SCHLIESSUNG

"Die Batterien sind leer": Aus fürs Centro Italiano in Appenzell

Ende Januar schliesst das Centro Italiano in Appenzell. Für viele Gäste und insbesondere auch für eine Kantonalpartei und eine politische Gruppierung ist dies ein herber Verlust.
11.01.2018 | 10:31
Roger Fuchs
Mit dem Centro Italiano an der Wührestrasse in Appenzell verbindet Martin Pfister, Präsident der Innerrhoder SP, viele Erinnerung. Nicht nur die Gründungsversammlung der Partei im August 2012 fand in diesem Lokal statt, auch das fünfjährige Jubiläum wurde hier gefeiert. Und die von der Partei aufgegleiste Reihe "Appenzell diskutiert" gastierte regelmässig  im Centro. "Für uns ist die Schliessung des Lokals deshalb ein grosser Verlust", bringt es Pfister am Mittwochabend auf den Punkt. Seine Partei und die Gruppe für Innerrhoden (GFI) haben zu einer gemeinsamen Schlussfeier geladen, um  sich beim Wirtepaar Mario und Donatella D’Errico für die vergangenen Jahre zu bedanken.

Josef Manser, Präsident der GFI, würdigt das Lokal als Treffpunkt für viele Appenzeller. Auch seine Gruppierung wählte in der Vergangenheit immer wieder das Centro Italiano für Sitzungen und Anlässe. "Das Lokal hatte auch eine integrative Funktion, weil hier verschiedene Kulturen aufeinandertrafen", so Manser.

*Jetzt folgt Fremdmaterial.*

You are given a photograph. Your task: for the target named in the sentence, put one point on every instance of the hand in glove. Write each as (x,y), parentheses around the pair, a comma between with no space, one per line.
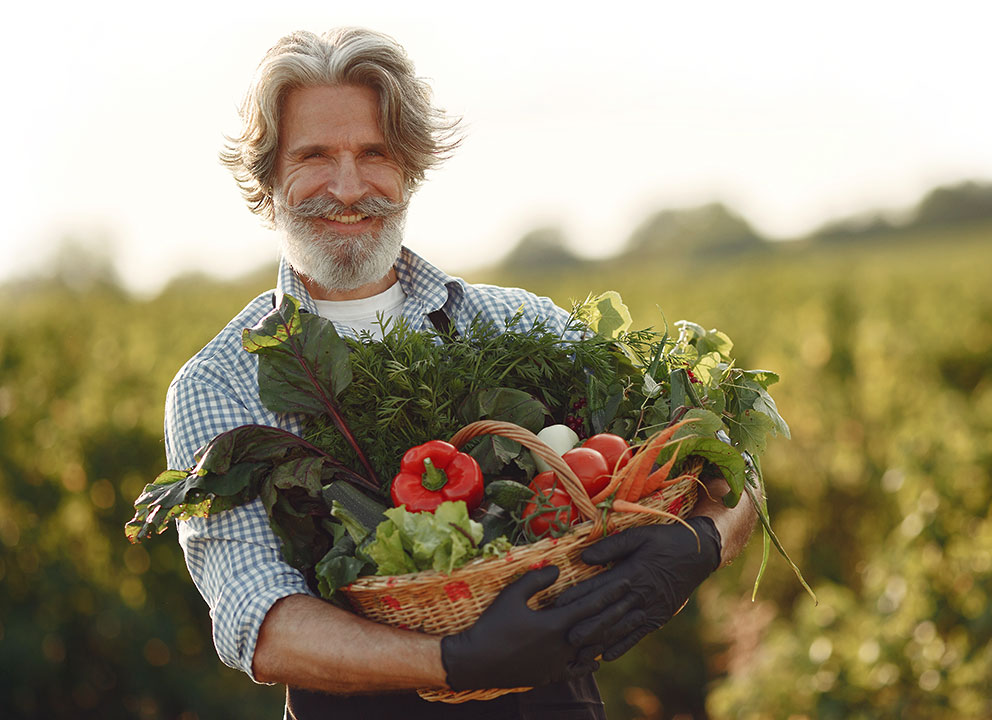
(663,565)
(511,645)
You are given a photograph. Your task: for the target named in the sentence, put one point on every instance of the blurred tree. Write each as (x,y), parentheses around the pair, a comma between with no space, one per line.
(541,251)
(706,230)
(955,203)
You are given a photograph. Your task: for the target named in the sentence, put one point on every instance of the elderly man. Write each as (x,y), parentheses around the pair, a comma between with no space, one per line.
(338,133)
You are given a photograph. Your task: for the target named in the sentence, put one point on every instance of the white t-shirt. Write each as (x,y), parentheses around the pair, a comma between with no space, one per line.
(364,314)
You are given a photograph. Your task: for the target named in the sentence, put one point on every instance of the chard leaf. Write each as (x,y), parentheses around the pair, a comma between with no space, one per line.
(725,457)
(302,366)
(604,401)
(302,362)
(705,422)
(337,569)
(506,404)
(351,524)
(493,452)
(714,341)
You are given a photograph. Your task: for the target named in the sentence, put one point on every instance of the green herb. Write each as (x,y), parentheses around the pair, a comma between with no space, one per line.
(363,402)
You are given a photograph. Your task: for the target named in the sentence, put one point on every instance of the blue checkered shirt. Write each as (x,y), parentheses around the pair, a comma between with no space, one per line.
(234,557)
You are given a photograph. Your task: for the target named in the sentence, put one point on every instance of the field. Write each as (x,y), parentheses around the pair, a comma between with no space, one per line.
(881,496)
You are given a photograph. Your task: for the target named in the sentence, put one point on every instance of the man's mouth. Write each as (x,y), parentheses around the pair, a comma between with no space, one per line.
(346,219)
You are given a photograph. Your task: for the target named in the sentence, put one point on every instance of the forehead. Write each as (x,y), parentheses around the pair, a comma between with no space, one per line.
(330,114)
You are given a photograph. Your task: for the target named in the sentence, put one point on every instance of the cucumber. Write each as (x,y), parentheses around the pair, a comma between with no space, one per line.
(368,512)
(508,493)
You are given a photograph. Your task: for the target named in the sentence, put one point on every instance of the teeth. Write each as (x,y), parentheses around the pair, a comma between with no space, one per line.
(347,219)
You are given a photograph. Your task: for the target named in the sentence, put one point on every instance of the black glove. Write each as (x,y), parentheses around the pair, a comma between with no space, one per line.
(663,565)
(511,645)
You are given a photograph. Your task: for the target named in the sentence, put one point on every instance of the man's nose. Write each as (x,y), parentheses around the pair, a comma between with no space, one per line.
(347,183)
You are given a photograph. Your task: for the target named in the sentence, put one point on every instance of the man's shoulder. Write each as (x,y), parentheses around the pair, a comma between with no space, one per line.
(499,303)
(223,359)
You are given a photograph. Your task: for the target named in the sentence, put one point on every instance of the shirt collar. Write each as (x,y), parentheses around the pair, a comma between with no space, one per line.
(423,283)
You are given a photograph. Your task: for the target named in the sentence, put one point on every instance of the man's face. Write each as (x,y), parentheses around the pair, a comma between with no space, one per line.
(339,197)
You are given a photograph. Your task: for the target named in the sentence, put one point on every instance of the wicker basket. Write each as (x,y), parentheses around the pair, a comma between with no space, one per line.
(442,604)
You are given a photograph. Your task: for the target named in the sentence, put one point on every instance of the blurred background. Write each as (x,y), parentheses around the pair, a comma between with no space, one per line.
(817,183)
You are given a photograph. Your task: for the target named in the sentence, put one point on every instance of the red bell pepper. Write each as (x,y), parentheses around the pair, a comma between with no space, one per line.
(435,472)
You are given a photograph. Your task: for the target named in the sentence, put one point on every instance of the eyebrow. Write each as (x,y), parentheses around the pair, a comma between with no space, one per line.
(304,150)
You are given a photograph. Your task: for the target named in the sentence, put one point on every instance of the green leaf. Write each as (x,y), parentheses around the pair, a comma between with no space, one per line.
(704,422)
(606,314)
(749,431)
(334,571)
(761,401)
(714,341)
(725,457)
(604,400)
(302,362)
(505,404)
(707,369)
(356,530)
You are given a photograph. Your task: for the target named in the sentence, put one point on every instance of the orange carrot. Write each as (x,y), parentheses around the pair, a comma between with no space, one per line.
(625,506)
(615,481)
(633,486)
(658,479)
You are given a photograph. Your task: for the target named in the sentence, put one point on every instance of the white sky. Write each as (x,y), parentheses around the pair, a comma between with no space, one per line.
(589,119)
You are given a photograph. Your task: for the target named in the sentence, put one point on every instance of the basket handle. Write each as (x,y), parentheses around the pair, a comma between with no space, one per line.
(540,448)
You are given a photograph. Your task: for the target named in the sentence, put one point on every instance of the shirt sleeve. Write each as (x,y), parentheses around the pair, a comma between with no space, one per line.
(234,557)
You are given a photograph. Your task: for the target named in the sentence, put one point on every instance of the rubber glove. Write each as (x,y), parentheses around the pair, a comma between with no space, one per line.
(663,564)
(512,646)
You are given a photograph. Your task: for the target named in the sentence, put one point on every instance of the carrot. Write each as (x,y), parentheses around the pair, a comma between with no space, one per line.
(633,485)
(625,506)
(657,480)
(615,481)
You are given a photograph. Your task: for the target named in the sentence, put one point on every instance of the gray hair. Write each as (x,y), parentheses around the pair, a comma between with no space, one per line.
(418,135)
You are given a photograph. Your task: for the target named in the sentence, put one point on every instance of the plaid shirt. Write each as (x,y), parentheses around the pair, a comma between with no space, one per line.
(234,557)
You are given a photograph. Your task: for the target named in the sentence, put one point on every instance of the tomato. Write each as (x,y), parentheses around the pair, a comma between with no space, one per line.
(612,447)
(546,482)
(553,520)
(590,467)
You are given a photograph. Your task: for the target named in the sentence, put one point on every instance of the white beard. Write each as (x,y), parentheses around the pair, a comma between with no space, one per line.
(339,262)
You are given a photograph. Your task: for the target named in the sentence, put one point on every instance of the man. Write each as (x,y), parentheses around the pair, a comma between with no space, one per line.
(338,132)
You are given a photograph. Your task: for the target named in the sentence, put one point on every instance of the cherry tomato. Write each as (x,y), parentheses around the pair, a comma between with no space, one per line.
(590,467)
(546,482)
(612,447)
(552,520)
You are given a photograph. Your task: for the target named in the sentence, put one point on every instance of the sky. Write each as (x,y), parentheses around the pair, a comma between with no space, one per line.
(589,120)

Und leicht schelmisch fügt er an: "Hier hat man Italien gespürt, ohne verreisen zu müssen."
 

Mehr Zeit für das Enkelkind

Mario und Donatella D’Errico haben vor rund zwanzig Jahren den Restaurationsbetrieb übernommen und als "Centro Italiano" zu einem kulturellen Treffpunkt gemacht. "Doch jetzt sind die Batterien leer", begründet Mario D’Errico das Ende. Auch seien sie kürzlich Grosseltern geworden und würden gerne Zeit für das Enkelkind haben. Mario D’Errico will zudem noch im Malergeschäft seines Sohnes mithelfen. Das bedeutet auch: Sie bleiben in Appenzell wohnen. Am Mittwochabend hat das Ehepaar noch einmal alle Register gezogen, um die Gäste zufrieden zu stellen. Das Rahmenprogramm bestreitet unter anderem die im Bernbiet wohnhafte Historikerin Francesca Falk . Sie referiert darüber, wie die Schweiz von der Migration geprägt wurde. Und Hans Fässler sorgt mit politischen Liedern für musikalischen Hörgenuss. An den Tischen vermischt sich italienisch und deutsch. Mario D’Errico spricht derweil vom Glauben als eine wichtige Gemeinsamkeit zwischen der innerrhodischen und italienischen Kultur.

Die SP AI und die GFI werden fortan ohne das Centro Italiano auskommen müssen. Bei der SP ist man bestrebt, wieder nach einer fixen "Heimat" zu suchen. Unter anderem wolle man auch den spanischen und serbischen Club anfragen, sagt Martin Pfister. Man darf gespannt sein, wo es die Partei hinzieht.